What could be a more perfect remedy for a brutally hot L.A. summer than a chilly New England snowstorm?
That's the cool setting for "Einstein and the Polar Bear," the Colony Theater's winning, sharp-tongued romantic comedy written by Tom Griffin ("The Boys Next Door").
Kinetic performances, tight direction and smart, tart dialogue keep this spirited production right on track at Burbank Center Stage.
With its rural setting and small ensemble of outsiders and colorful locals, "Einstein" unfurls like a winning episode of TV's "Northern Exposure."
Brilliant, famed novelist Bill Allenson has fashioned a life of exile, along with his senile, elderly father, in a stuffy old house/used book shop where he doesn't have to deal with the public or his feelings.
Much to his surprise, and his chagrin, Bill's solitude is disrupted by an unexpected visitor in the shapely form of Diane Ashe, a single New York City woman whose car has broken down en route to her aunt's house.
With the snowstorm raging outside, Diane ends up spending the night at Bill's.
Almost immediately, these two strong personalities dance a witty jig of repulsion and attraction, tossing scathing, intelligent barbs at each other with uncanny precision. Old wounds are opened and new healing begins as an unlikely love blossoms.
The evening is peppered with visits from locals, including Charlie, who bears a know-it-all personality similar to Cliff from TV's "Cheers," and Helen, a doting but disheartened woman coming to grips with her cheating husband.
The sparks between Diane and Bill are in danger of being extinguished as the locals begin to suspect Diane's car trouble was more planned than accident.
"Einstein" gets its offbeat title from two subplots woven throughout the narrative. Bill's senile father, Andrew, constantly recounts a story about how he once met Einstein in a coffee shop, though he only gets bits of the story out at a clip. Meanwhile, an escaped polar bear from the zoo is being tracked by the locals, including Bill, who can't bring himself to shoot the creature.

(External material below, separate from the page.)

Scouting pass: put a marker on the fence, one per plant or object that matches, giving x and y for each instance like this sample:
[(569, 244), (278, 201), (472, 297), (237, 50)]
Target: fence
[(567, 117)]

Lead actors Liann Pattison and David Rose fashion genuine chemistry as Diane and Bill, finding the required comic timing in their delivery.
Lon Huber carves out an entertaining performance as Charlie the mailman and the superb Jodi Carlisle simply steals her scenes as the ditsy yet emotionally complex Helen.
Director Silas Cooper keeps the performances sharp and focused, never losing sight of the tortured souls underneath the characters' quirks and stylized banter.
This is a fun play -- an offbeat, character-driven romantic comedy with brains, heart and sass.
Are we all fated to find
our true love? Maybe. But, as in the case of Bill and Diane, sometimes
a little strategic manipulation is required.